On July 30, 2024, the Toronto Blue Jays traded Kiner-Falefa to the Pittsburgh Pirates for Charles McAdoo. He played with the Pirates for the remainder of the 2024 season, batting .240/.265/.322 with one home run and 10 RBIs in 50 games.

Kiner-Falefa began the 2025 season with the Pirates, batting .264/.300/.332 with one home run and 35 RBIs in 119 games.

===Toronto Blue Jays (2025)===
On August 31, 2025, the Toronto Blue Jays claimed Kiner-Falefa off waivers from the Pittsburgh Pirates. He played with the Blue Jays for the remainder of the 2025 season, batting .233/.258/.367 with one home run and five RBIs in 19 games.

In Game 7 of the 2025 World Series, with the Toronto Blue Jays and Los Angeles Dodgers tied 4–4 in the bottom of the ninth inning, Kiner-Falefa entered the game as a pinch runner for Blue Jays second baseman Bo Bichette, who was limited by a knee injury. With one out and the bases loaded, Kiner-Falefa was on third base when Blue Jays batter Daulton Varsho hit a ground ball to Dodgers second baseman Miguel Rojas. Attempting to score the championship-winning run, Kiner-Falefa was out at home plate on a force play. Although coaching instructed him to hold a close lead at third base to avoid a possible double play on a line drive, Kiner-Falefa faced criticism on social media after the game for taking only a small primary lead, especially since Dodgers third baseman Max Muncy was positioned far from the base. He was also faulted for not taking a larger secondary lead while Dodgers pitcher Yoshinobu Yamamoto delivered the pitch. Additionally, Kiner-Falefa received criticism for sliding feet-first into home plate rather than running through it, a technique generally considered faster and more common on force plays similar to those at first base. Ultimately, the Dodgers won the game 5–4 in extra innings. Kiner-Falefa's decision was both criticized and supported.

Following the 2025 season, Kiner-Falefa became a free agent.

===Boston Red Sox (2026–present)===
On February 10, 2026, Kiner-Falefa signed a one-year, $6 million contract with the Boston Red Sox. On June 20, Kiner-Falefa was placed on the injured list due to left forearm inflammation. A subsequent CT scan revealed a stress reaction in his forearm. He was transferred to the 60–day injured list on August 11. Kiner-Falefa was activated on September 1, when rosters expanded.

==Personal life==
Kiner-Falefa is of Samoan descent through his father and of Japanese and White American descent, with traces of Pennsylvania Dutch ancestry, through his mother. His maternal grandmother was from Hiroshima, Japan.

Kiner-Falefa is the middle of three siblings. He has an older half-brother, Jaris, and a younger sister, Leka, who played college volleyball for the North Texas Mean Green, UNLV Rebels, and Chaminade Silverswords.

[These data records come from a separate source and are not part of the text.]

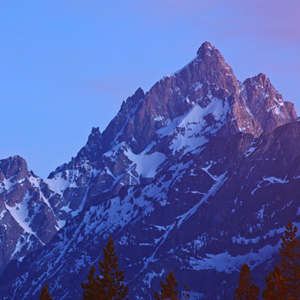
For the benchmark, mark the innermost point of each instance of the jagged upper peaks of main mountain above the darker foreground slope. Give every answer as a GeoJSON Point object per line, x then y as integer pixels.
{"type": "Point", "coordinates": [179, 114]}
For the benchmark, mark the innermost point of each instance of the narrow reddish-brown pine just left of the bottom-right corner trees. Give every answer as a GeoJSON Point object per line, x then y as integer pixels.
{"type": "Point", "coordinates": [246, 289]}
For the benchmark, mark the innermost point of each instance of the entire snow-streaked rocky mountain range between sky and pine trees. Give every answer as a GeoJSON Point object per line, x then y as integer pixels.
{"type": "Point", "coordinates": [199, 175]}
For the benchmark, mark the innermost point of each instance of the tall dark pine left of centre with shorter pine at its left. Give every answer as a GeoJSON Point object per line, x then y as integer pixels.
{"type": "Point", "coordinates": [109, 285]}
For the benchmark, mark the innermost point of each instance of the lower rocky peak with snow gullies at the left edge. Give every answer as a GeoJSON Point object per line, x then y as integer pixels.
{"type": "Point", "coordinates": [27, 221]}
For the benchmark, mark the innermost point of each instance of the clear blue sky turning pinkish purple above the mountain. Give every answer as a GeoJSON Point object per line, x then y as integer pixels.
{"type": "Point", "coordinates": [67, 65]}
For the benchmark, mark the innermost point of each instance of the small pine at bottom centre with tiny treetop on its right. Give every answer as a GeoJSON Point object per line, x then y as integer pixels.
{"type": "Point", "coordinates": [169, 289]}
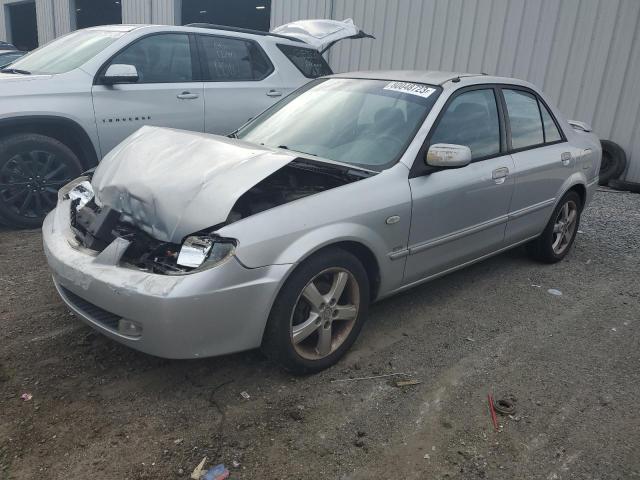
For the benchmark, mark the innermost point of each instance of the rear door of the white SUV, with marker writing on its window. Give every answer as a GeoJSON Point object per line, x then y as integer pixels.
{"type": "Point", "coordinates": [239, 81]}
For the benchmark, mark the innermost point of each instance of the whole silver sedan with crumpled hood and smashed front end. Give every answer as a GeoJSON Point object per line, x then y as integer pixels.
{"type": "Point", "coordinates": [353, 188]}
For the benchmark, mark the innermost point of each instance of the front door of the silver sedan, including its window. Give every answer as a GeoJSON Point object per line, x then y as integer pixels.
{"type": "Point", "coordinates": [460, 214]}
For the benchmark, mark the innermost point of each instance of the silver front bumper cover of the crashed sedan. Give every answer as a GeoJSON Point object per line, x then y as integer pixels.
{"type": "Point", "coordinates": [213, 312]}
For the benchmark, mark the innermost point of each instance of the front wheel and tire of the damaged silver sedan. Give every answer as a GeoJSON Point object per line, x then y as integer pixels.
{"type": "Point", "coordinates": [299, 311]}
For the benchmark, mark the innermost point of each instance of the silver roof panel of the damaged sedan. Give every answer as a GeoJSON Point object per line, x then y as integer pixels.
{"type": "Point", "coordinates": [431, 77]}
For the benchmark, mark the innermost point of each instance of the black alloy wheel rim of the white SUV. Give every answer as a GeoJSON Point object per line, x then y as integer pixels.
{"type": "Point", "coordinates": [29, 182]}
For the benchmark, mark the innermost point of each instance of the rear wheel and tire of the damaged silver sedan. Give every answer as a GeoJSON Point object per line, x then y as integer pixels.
{"type": "Point", "coordinates": [550, 247]}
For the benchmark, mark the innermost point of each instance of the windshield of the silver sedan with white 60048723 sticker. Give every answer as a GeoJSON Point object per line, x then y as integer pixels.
{"type": "Point", "coordinates": [365, 123]}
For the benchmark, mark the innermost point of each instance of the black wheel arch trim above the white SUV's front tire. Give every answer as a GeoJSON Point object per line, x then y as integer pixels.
{"type": "Point", "coordinates": [63, 129]}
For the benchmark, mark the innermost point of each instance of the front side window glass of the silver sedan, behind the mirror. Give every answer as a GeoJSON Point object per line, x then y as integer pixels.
{"type": "Point", "coordinates": [471, 119]}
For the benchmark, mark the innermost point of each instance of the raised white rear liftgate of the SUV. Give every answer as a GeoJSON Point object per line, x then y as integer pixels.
{"type": "Point", "coordinates": [322, 34]}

Through his mother's lineage, Kiner-Falefa is the second cousin twice removed of Baseball Hall of Famer Ralph Kiner. Their shared ancestor, Mary McPherran Kiner of Mifflin County, Pennsylvania, was Kiner's great-grandmother and Kiner-Falefa's great-great-great-grandmother. Kiner-Falefa's maternal grandfather, John Kiner, attended the University of Hawaii and chose to remain in Hawaii rather than return to the mainland; he often shared stories with young Isiah about his second cousin Ralph.

Kiner-Falefa married Tayea Chun, a fellow Hawaii native, on December 21, 2024, in a wedding ceremony in Kapolei, Hawaii.